August 2003 - In a further blow to the rights to sue a builder in California for
construction defects,
on August 4, 2003 the California Supreme Court has ruled that homeowners
cannot extend
the 10-year statute of limitations to sue builders during periods of
repair(s) or promised
repairs. Overruling earlier court decisions to the contrary, the Supreme
Court held in
Lantzy, et al. vs. Centex Homes, et al., that the 10-year statute of
limitations under Code
of Civil Procedure §337.15 can only be avoided if (1) a builder represents
that all damages
have been or will be repaired, thus making it unnecessary to sue; (2) the
homeowner
reasonably relies on this and does not file suit timely; (3) the statements
made by the
builder prove false after the statute has run; and (4) the homeowner then
files suit promptly
after the truth is discovered.
This is called “equitable estoppel” and is much more specific and detailed
than the
doctrine of “equitable tolling” which many homeowners, boards of directors,
property
managers and homeowner association attorneys had previously relied on to
avoid the filing
of a lawsuit in an effort to work out a solution to the defect problems.
Equitable tolling had
allowed the owners/boards to tack on any additional time the developer
promised or
actually made repairs, whether at the beginning, in the middle, or towards
the end of the
10-year statute of limitations.
What does this mean to us as an industry? We cannot simply stand by and
allow
builders to make attempted repairs and assume that the statute will
automatically be
extended for the time repairs are made or promised. We must prepare a
10-year statute
of limitations analysis as soon as we believe the problems warrant a due
diligence
investigation of the cause of the problem so that we’re prepared to address
this issue with
the builder up front.
The statute analysis is simple to do and most experienced construction
defect
attorneys should be able to do this without charge and within 24 to 48 hours
of the request.
If the analysis still leaves doubt (because publicly filed documents are
incomplete or not
available) then you should either (a) get the builder declarant (all known
builder entities
named in the CC&R’s as declarant, not just the developer’s popular or
commonly used
name) to sign a document tolling the statute of limitations while the
investigation proceeds
forward, or (b) if you’re in a CID of 20 units or more, simply file and
serve a Notice to
Builder under Civil Code §1375 along with a preliminary defect list
identifying the problems,
and that will have the effect of tolling the statute for up to six (6)

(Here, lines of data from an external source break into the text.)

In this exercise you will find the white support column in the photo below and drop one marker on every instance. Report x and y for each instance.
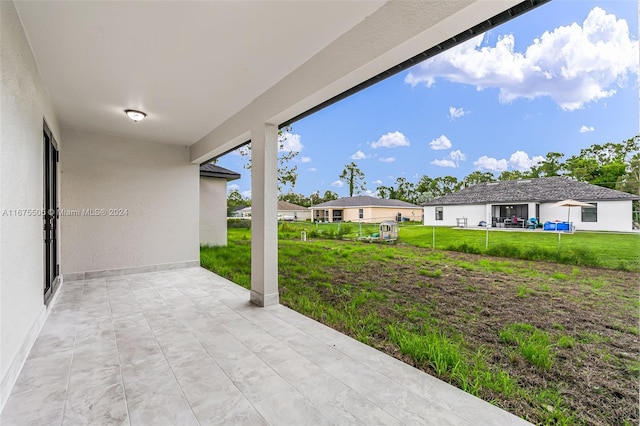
(264, 215)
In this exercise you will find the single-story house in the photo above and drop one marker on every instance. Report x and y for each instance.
(497, 202)
(213, 203)
(294, 212)
(286, 211)
(240, 212)
(365, 209)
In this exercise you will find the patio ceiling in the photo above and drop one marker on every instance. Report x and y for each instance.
(205, 72)
(188, 65)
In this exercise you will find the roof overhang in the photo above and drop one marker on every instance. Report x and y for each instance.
(206, 73)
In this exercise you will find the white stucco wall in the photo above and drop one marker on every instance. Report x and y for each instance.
(24, 102)
(474, 214)
(612, 216)
(153, 183)
(213, 211)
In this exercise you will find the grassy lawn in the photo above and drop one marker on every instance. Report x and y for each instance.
(552, 343)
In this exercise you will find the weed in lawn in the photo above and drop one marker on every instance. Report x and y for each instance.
(534, 344)
(429, 346)
(555, 411)
(566, 342)
(431, 274)
(523, 290)
(597, 283)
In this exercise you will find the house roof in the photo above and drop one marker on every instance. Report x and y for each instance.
(364, 201)
(548, 189)
(211, 170)
(285, 205)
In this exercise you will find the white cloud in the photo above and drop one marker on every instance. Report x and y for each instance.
(359, 155)
(491, 164)
(391, 140)
(444, 163)
(458, 156)
(439, 143)
(290, 142)
(456, 112)
(572, 64)
(453, 161)
(520, 160)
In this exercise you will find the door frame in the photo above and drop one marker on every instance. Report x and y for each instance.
(50, 251)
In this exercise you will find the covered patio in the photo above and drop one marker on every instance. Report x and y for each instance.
(185, 347)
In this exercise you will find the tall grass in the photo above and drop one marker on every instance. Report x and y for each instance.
(451, 358)
(606, 250)
(534, 344)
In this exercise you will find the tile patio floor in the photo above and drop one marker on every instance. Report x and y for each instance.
(185, 347)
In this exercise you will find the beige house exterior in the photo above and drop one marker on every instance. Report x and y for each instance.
(365, 209)
(213, 203)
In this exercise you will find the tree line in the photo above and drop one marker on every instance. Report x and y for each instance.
(610, 165)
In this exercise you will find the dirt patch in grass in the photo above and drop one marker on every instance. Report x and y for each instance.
(589, 317)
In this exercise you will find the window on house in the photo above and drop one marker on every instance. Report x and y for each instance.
(590, 214)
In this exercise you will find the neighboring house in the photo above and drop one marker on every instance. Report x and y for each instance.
(498, 202)
(294, 212)
(213, 203)
(365, 209)
(239, 211)
(88, 193)
(286, 211)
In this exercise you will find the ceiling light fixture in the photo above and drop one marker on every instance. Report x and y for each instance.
(135, 115)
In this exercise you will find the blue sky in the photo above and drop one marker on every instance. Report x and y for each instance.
(559, 78)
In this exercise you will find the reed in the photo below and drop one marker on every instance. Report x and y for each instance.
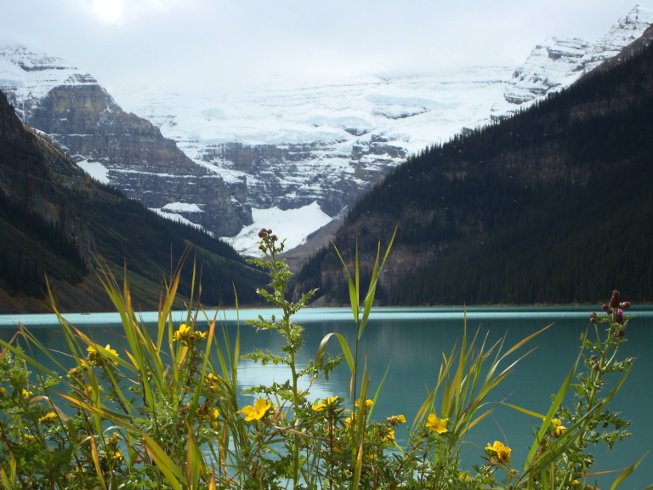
(166, 411)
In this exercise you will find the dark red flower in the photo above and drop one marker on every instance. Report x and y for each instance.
(614, 301)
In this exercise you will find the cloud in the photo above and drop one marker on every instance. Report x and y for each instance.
(226, 44)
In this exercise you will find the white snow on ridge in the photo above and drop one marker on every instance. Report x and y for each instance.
(95, 169)
(182, 207)
(32, 75)
(293, 225)
(177, 217)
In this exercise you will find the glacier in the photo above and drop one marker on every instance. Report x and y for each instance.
(294, 157)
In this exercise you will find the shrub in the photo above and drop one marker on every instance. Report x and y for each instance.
(165, 412)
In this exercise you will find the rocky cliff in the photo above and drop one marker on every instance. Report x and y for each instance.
(129, 151)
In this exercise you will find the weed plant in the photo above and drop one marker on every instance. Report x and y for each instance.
(164, 411)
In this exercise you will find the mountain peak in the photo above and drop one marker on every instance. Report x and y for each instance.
(559, 62)
(32, 74)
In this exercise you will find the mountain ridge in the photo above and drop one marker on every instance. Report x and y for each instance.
(280, 148)
(552, 205)
(57, 221)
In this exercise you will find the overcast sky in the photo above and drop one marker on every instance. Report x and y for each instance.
(231, 43)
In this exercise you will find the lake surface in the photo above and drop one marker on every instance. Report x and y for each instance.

months. If you’re in a CID
with less than 20 units or an individual homeowner, you must file suit to
stop the statute
from running.
Note: CID’s and residential units first sold after January 1, 2003 are
subject to more
recent legislation affecting the statute time within which you have to file
a lawsuit for latent
defects (Civil Code §895 et seq.). The homes in this case were sold before
January 1,
2003.
The case is Lantzy, et al. vs. Centex Homes, et al., and was decided in the
California Supreme Court on August 4, 2003. (Cite as 2003 DJDAR 8638).